Your tripod doesn't have to be expensive, but make sure it is able to safely hold the weight of your camera. While a tripod isn't essential. you can be so much more creative with your self portraits when using a tripod to get different heights and angles. Using an inexpensive, little remote for my camera can make a big difference. With self timers, you may feel rushed. With a remote, you can step away from the camera for longer stretches to interact with family, resulting in genuine expressions.

2) Prepare:

Because kids have limited attention spans, set everything up before you bring your kids or other people into the frame with you, including setting up your tripod, getting ready your camera settings, and taking a few trial shots to be sure everything is ready to go. Let kids This keeps everyone happy and little ones don't get bored as quickly.

3) Use Live Mode:

This is a huge help when trying to achieve a perfect focus, especially when shooting with wide angle lenses. Digitally zoom in 5X or 10X using the Live View mode and manually rotate the focus ring to achieve that tack sharp focus (Note: You usually have to have your camera lens switched to manual focus in order to digitally zoom in on the screen). Once you get your focus set, turn off the Live View while keeping your lens on manual focus so that the camera does not override your focal point, and you should be good to go!

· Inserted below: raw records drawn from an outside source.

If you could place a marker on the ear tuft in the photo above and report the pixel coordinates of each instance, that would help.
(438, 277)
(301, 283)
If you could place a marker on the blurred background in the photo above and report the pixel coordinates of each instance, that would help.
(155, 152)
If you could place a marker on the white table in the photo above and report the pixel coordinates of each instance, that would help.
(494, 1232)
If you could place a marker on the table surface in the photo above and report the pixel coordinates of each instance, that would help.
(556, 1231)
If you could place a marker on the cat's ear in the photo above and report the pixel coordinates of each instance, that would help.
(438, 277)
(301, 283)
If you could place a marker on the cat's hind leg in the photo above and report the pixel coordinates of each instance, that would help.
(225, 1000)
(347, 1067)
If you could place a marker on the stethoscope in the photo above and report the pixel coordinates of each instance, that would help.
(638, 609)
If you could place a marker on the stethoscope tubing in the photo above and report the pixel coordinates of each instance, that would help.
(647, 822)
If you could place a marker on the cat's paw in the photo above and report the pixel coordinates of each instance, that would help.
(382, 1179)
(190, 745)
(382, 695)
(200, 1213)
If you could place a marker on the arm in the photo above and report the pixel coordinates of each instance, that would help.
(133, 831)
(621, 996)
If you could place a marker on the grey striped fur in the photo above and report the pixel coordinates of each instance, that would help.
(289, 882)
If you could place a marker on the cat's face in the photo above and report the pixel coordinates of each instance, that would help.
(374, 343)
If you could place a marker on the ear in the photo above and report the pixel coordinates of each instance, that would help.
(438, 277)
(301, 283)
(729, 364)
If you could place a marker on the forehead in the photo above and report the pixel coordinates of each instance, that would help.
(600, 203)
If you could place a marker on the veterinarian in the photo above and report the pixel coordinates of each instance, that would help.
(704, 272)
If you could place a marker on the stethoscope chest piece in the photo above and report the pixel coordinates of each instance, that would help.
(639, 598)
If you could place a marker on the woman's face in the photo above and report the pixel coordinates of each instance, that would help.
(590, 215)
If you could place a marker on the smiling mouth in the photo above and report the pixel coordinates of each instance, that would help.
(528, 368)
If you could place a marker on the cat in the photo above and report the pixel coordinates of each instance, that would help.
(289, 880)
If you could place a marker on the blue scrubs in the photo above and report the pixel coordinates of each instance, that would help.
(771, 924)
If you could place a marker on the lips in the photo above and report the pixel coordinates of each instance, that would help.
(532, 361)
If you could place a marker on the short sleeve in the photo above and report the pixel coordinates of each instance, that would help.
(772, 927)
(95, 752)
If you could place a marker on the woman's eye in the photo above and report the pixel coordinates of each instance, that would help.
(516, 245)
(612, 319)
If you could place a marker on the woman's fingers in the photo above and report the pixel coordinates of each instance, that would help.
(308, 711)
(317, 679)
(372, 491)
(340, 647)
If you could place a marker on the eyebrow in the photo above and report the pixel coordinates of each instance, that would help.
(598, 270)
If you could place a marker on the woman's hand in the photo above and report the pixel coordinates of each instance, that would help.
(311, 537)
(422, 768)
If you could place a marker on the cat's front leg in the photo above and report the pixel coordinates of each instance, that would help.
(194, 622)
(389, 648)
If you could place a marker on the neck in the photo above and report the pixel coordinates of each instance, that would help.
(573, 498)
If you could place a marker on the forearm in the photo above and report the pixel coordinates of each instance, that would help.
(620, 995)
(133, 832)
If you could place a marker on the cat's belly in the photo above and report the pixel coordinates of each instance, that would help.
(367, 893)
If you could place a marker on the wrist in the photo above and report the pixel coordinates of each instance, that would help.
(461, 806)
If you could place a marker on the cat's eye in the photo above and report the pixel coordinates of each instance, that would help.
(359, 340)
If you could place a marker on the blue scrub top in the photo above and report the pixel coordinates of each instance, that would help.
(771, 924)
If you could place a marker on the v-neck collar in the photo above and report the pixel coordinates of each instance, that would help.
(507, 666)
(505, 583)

Photo: Ellen Elizabeth Photography

Some additional tips for self-portraits are:

1) Consider shooting tethered to your computer or TV screen. Adobe Lightroom has an option for tethered shooting included in the program. Another option to be able to view your results instantly and make quick adjustments is using a small monitor, such as ProAm 7" LCD monitor, that onto your camera's hotshoe and swivels to face you. Kids love seeing themselves on the screen!

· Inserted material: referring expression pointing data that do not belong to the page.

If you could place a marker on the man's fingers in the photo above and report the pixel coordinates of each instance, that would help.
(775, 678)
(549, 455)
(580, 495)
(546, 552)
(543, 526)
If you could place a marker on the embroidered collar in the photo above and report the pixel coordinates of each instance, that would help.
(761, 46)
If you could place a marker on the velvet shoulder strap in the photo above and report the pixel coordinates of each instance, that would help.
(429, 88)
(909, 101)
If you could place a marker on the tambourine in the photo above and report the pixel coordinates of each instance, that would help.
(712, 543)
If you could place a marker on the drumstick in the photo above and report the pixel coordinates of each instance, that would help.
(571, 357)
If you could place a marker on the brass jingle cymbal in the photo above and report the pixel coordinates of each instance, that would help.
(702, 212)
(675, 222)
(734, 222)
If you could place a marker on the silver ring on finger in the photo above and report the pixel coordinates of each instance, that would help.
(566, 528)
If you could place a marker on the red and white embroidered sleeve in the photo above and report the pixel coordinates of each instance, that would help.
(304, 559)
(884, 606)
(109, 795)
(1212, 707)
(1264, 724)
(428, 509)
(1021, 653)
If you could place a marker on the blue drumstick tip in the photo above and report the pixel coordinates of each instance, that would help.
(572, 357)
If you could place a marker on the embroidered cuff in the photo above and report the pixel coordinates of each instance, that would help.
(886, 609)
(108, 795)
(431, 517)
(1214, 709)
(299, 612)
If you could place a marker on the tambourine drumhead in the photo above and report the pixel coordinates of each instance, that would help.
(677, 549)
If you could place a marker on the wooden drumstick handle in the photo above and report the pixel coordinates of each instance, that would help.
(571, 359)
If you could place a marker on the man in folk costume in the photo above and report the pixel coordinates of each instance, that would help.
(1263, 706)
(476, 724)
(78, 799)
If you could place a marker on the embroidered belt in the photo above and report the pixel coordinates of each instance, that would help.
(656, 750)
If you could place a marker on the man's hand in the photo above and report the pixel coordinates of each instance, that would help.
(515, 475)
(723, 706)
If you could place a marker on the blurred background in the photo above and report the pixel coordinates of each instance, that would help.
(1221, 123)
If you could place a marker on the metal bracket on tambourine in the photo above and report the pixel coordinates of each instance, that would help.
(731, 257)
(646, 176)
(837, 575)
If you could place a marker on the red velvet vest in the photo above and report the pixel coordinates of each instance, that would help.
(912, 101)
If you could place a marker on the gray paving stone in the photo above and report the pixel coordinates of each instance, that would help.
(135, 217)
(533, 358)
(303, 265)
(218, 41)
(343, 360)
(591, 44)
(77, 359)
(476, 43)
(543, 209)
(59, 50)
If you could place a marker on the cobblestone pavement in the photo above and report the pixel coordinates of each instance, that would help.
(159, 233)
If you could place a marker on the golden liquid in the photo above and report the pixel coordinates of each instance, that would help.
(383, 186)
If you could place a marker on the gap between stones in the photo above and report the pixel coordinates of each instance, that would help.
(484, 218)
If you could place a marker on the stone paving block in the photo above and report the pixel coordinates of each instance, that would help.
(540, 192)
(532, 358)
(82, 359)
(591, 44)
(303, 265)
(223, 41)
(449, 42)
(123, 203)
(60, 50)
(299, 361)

2) All self-portraits require at least a little advance planning. Ellen Covey's Self-Portraits of Motherhood class contains many ideas for inspiration or look for inspiration from paintings, poems, or music as described in-depth in Caroline Jensen's class The Art of Observation.

3) Motherhood isn't all about the kids! Be sure to capture images your rare "me" time and quiet moments with your partner.

Whatever you do, find a way to get in the picture!